President Bush knows that he is working with thin Republican majorities in Congress and has included something for everyone in his proposal. This sometimes works well in Congress on spending bills, where every member votes for the bill to get his or her pet provision enacted while holding their nose with respect to everyone else’s pet provision.

In terms of dollars, President Bush’s package provides about as much relief to lower-income taxpayers as the Democrats’ would. It also provides about as much first-year stimulus as the Democratic proposals. For the Republicans, it accelerates much of what they put into place in 2001, and eliminates the double tax on dividends.

It is only those members of Congress who feel that the provisions in the bill that they oppose outweigh the benefits of the provisions that they want who could derail this bill. There are deficit hawks on both sides of the political fence who are concerned about the cost of what is on the table.

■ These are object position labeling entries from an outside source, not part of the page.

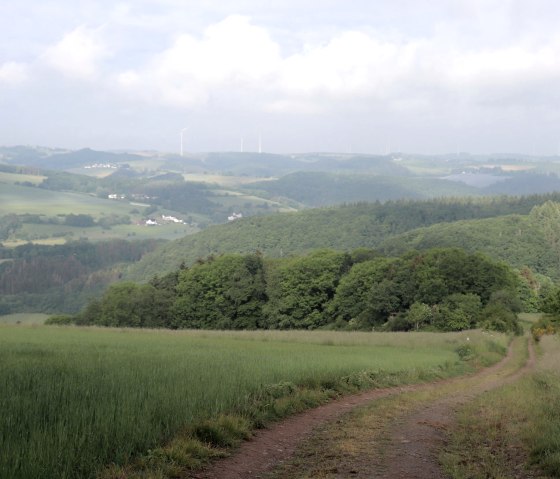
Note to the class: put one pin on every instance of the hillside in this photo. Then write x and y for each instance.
(520, 240)
(342, 228)
(316, 189)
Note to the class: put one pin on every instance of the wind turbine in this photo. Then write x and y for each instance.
(182, 132)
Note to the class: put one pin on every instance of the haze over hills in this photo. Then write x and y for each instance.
(393, 202)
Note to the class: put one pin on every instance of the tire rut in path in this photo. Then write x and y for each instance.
(416, 442)
(269, 447)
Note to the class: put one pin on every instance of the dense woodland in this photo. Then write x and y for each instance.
(438, 289)
(374, 225)
(62, 277)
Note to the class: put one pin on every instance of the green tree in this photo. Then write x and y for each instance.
(227, 292)
(418, 315)
(300, 289)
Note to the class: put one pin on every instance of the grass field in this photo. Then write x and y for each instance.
(23, 318)
(12, 178)
(74, 400)
(514, 427)
(21, 200)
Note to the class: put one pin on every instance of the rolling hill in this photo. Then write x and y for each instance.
(350, 227)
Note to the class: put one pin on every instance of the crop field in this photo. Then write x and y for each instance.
(20, 200)
(23, 318)
(74, 400)
(37, 232)
(13, 178)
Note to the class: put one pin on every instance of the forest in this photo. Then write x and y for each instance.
(390, 226)
(436, 290)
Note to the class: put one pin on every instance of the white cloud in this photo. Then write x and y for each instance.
(236, 58)
(231, 53)
(13, 73)
(78, 54)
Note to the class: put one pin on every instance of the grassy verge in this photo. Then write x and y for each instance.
(354, 446)
(512, 431)
(74, 400)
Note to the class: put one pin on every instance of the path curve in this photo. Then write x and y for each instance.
(416, 442)
(269, 447)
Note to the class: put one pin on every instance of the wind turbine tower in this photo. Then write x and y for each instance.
(182, 132)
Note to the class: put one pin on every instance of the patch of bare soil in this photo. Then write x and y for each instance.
(411, 453)
(416, 442)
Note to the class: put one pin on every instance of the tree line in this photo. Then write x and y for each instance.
(444, 289)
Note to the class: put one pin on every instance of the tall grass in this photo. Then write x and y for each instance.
(73, 400)
(512, 431)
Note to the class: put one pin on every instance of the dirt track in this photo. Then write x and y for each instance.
(411, 452)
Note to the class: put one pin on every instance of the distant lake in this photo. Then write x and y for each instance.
(478, 180)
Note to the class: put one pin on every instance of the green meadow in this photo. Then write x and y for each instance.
(76, 400)
(15, 199)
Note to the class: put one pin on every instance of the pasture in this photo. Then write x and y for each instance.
(15, 199)
(74, 400)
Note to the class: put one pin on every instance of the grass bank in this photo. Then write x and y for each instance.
(512, 431)
(75, 400)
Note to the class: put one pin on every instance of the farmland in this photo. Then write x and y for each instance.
(75, 400)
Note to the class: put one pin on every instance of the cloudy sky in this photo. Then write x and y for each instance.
(425, 76)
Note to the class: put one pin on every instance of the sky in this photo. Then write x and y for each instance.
(360, 76)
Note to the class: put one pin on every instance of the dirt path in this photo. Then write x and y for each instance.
(414, 442)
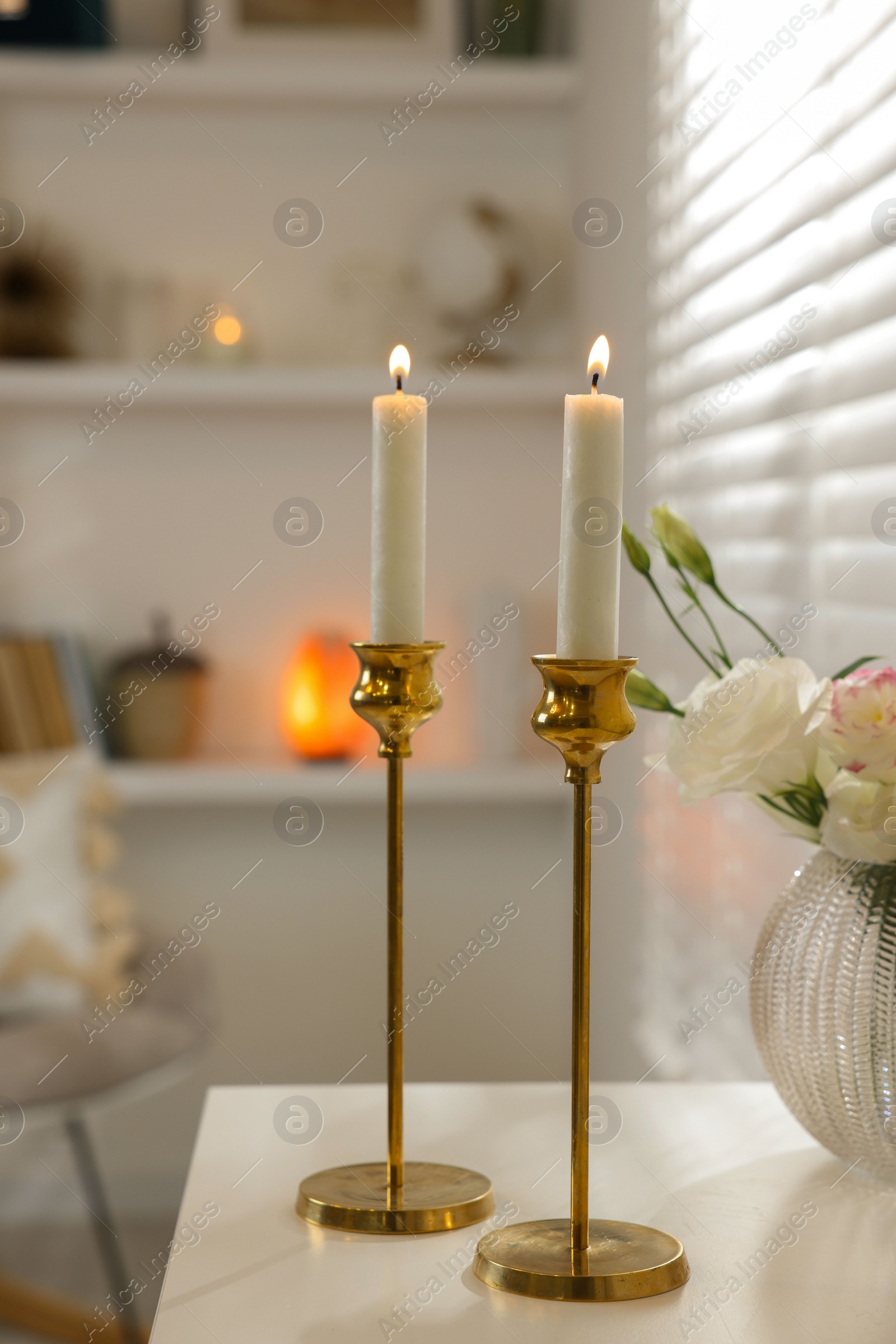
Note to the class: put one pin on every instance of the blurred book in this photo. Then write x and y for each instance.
(46, 694)
(53, 23)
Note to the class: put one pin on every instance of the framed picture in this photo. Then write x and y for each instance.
(284, 29)
(332, 14)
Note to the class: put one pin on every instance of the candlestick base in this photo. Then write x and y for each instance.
(624, 1261)
(433, 1199)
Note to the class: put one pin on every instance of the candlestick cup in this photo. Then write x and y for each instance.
(582, 713)
(396, 691)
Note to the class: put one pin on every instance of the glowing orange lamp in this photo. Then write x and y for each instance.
(316, 718)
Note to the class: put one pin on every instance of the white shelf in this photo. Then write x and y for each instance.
(160, 785)
(332, 80)
(43, 385)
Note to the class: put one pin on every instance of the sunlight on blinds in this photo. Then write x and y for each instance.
(773, 278)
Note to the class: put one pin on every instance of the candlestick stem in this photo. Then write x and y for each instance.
(395, 692)
(395, 1062)
(581, 1018)
(582, 713)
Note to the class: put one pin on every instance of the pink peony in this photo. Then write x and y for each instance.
(859, 730)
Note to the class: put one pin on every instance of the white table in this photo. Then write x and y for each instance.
(722, 1166)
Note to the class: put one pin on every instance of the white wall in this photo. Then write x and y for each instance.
(155, 513)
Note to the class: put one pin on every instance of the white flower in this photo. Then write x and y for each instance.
(749, 732)
(861, 819)
(860, 728)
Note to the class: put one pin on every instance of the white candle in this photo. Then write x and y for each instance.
(591, 520)
(398, 531)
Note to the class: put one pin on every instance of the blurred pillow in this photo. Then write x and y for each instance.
(66, 934)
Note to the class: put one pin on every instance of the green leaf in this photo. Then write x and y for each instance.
(855, 666)
(682, 543)
(636, 551)
(641, 691)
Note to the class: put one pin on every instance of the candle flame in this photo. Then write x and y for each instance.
(600, 356)
(399, 362)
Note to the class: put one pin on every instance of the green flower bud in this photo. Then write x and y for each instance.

Will the deficits increase the cost of borrowing and counteract the economic benefits that the proposal is trying to achieve? Will the proposal hit already strapped state budgets even harder and cause states to take actions that will offset the economic stimulus sought by the president? Will the deficits leave the government in a much weakened position down the road as the baby boom generation starts to retire?

It is possible that the president started high so that a final compromise position could be in a range that he really wants. It is more likely, however, that he started high to provide some insurance for a still-struggling economy that could swoon again based on preparations for war or further adverse corporate disclosures.

To get anything done in a closely divided Congress, everyone recognizes that compromise will be necessary for passage. The president has put items in his proposal from most everyone’s wish list. This should guarantee, together with Republican congressional control, that the president’s economic scheme will be the focal point for congressional debates this year.

It appears likely at this point that he might well get a good portion of what he is asking for. Action cannot come immediately if the proposals are worked into the budget process to help insure passage. Many commentators are looking toward March and April for legislation to emerge from Congress.